- Born: Richard Donald Freed December 27, 1928 Chicago, Illinois, U.S.
- Died: January 1, 2022 (aged 93) Rockville, Maryland, U.S.
- Occupations: Music critic, editor, broadcaster
- Awards: ASCAP-Deems Taylor Award (1984) Grammy Awards (1995)

= Richard Freed =

American music critic, editor and broadcaster (1928–2022)

Richard Donald Freed (December 27, 1928 – January 1, 2022) was an American music critic, program annotator and administrator. He was noted for the concert program notes he authored for various orchestras and ensembles in the US.

==Early life==
Freed was born in Chicago on December 27, 1928. His father immigrated to the United States from Russia and ran a furniture store; his mother was a housewife. He was raised in Tulsa, Oklahoma, where he read about music and records with the 1941 Victor catalog as bedside book. He studied at the University of Chicago where he received his Bachelor of Philosophy degree in 1947. Freed first worked as a contributing editor at the Saturday Review. He went on to be assistant director to Irving Kolodin from 1962 to 1963, and as a staff critic for The New York Times and The Audio Beat two years later.

==Career==
Freed was an assistant to the director of the University of Rochester's Eastman School of Music (1966–1970) and director of public relations for the St. Louis Symphony Orchestra (1971–1972). He was executive director of the Music Critics Association of North America (MCANA) from 1974 to 1990 and served as a contributing editor of Stereo Review (from 1973), as record critic for The Washington Star (1972–1975) and The Washington Post (1976–1984), radio host for the concerts of the St. Louis and Baltimore Symphony Orchestra, and program annotator for those orchestras as well as the Houston Symphony, National Symphony Orchestra and Philadelphia Orchestra. He received two ASCAP Deems Taylor Awards for his concert and record annotations, and a Grammy Award for the latter and as consultant to the music director of the National Symphony Orchestra.

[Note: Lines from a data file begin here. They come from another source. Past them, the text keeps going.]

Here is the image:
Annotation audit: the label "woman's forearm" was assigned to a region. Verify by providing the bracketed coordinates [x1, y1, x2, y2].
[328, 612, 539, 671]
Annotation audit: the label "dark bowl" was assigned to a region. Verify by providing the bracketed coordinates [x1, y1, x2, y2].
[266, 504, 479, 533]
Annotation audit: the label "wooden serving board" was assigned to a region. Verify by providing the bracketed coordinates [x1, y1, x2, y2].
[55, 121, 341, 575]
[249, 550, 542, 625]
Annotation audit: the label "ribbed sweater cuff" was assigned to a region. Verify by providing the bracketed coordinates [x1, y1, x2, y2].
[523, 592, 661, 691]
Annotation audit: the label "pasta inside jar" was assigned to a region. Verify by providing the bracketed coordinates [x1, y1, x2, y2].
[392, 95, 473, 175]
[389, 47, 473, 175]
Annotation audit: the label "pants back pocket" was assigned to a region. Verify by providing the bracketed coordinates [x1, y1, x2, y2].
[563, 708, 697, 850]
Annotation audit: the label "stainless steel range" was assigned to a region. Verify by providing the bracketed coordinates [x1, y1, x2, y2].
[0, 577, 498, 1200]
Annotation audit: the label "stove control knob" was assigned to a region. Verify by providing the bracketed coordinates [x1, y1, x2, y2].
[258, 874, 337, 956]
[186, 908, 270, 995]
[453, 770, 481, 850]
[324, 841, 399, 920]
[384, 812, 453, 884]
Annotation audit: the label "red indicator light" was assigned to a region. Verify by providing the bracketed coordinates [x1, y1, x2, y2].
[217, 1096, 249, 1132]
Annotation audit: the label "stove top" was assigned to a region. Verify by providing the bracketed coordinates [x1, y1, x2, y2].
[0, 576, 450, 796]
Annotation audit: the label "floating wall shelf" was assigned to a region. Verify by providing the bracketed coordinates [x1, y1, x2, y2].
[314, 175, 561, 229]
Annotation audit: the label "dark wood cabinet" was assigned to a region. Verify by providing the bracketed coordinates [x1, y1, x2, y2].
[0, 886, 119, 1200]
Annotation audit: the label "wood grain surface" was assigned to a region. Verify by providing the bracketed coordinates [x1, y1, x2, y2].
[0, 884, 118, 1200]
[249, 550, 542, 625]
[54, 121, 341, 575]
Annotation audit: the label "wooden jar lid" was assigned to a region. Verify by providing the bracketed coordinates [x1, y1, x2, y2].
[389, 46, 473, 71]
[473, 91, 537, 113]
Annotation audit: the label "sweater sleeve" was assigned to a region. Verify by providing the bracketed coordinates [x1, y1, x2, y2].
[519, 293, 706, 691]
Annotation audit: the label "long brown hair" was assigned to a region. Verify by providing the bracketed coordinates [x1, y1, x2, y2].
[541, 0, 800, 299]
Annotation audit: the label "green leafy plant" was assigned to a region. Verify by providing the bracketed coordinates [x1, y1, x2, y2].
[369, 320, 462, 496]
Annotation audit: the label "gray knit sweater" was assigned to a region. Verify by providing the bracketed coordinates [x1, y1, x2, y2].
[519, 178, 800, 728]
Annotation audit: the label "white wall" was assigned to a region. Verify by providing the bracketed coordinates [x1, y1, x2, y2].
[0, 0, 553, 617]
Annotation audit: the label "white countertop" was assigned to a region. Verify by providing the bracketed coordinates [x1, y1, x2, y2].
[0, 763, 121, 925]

As author of several articles and reviews for newspapers and journals, Freed wrote and interpreted many historical recordings for the Smithsonian Institution. He received the American Society of Composers, Authors and Publishers Award, the ASCAP Foundation Richard Rodgers Award, Deems Taylor Award for his concert and record notes. He was nominated for a Grammy Award for Best Album Notes in 1986 and won in 1995. In his capacity as former executive director and unofficial historian of MCANA, he subsequently donated several important historical items to the organization. In addition to numerous documents that are invaluable in providing the early history of the MCANA, a series of reel-to-reel tapes of a public symposium titled "Music Criticism in America's Press" that was presented by the MCA (as it was then known) at the Kennedy Center in March 1987 are included.

==Personal life==
Freed was married to Louise Kono for 63 years until his death. Together, they had one child (Erica). He died on January 1, 2022, at his home in Rockville, Maryland. He was 93, and suffered a heart attack prior to his death.

== Works ==
- In May 1963: The National Music Council has formed a Recording Service Committee. His article in The Gramophone, briefly, the committee reviews
- On February 25, 1967: Review of some recent Strauss recordings, "Vintage Strauss", Saturday Review
- In 1982: Masterworks, 11–13. Edition, International Alban Berg Society, University of Virginia
- On July 29, 1984, he wrote "Igor Stravinsky and Friends" in The Washington Post.
- On June 24, 1990, he wrote an article Kubelik in Prague — and in the Catalogue.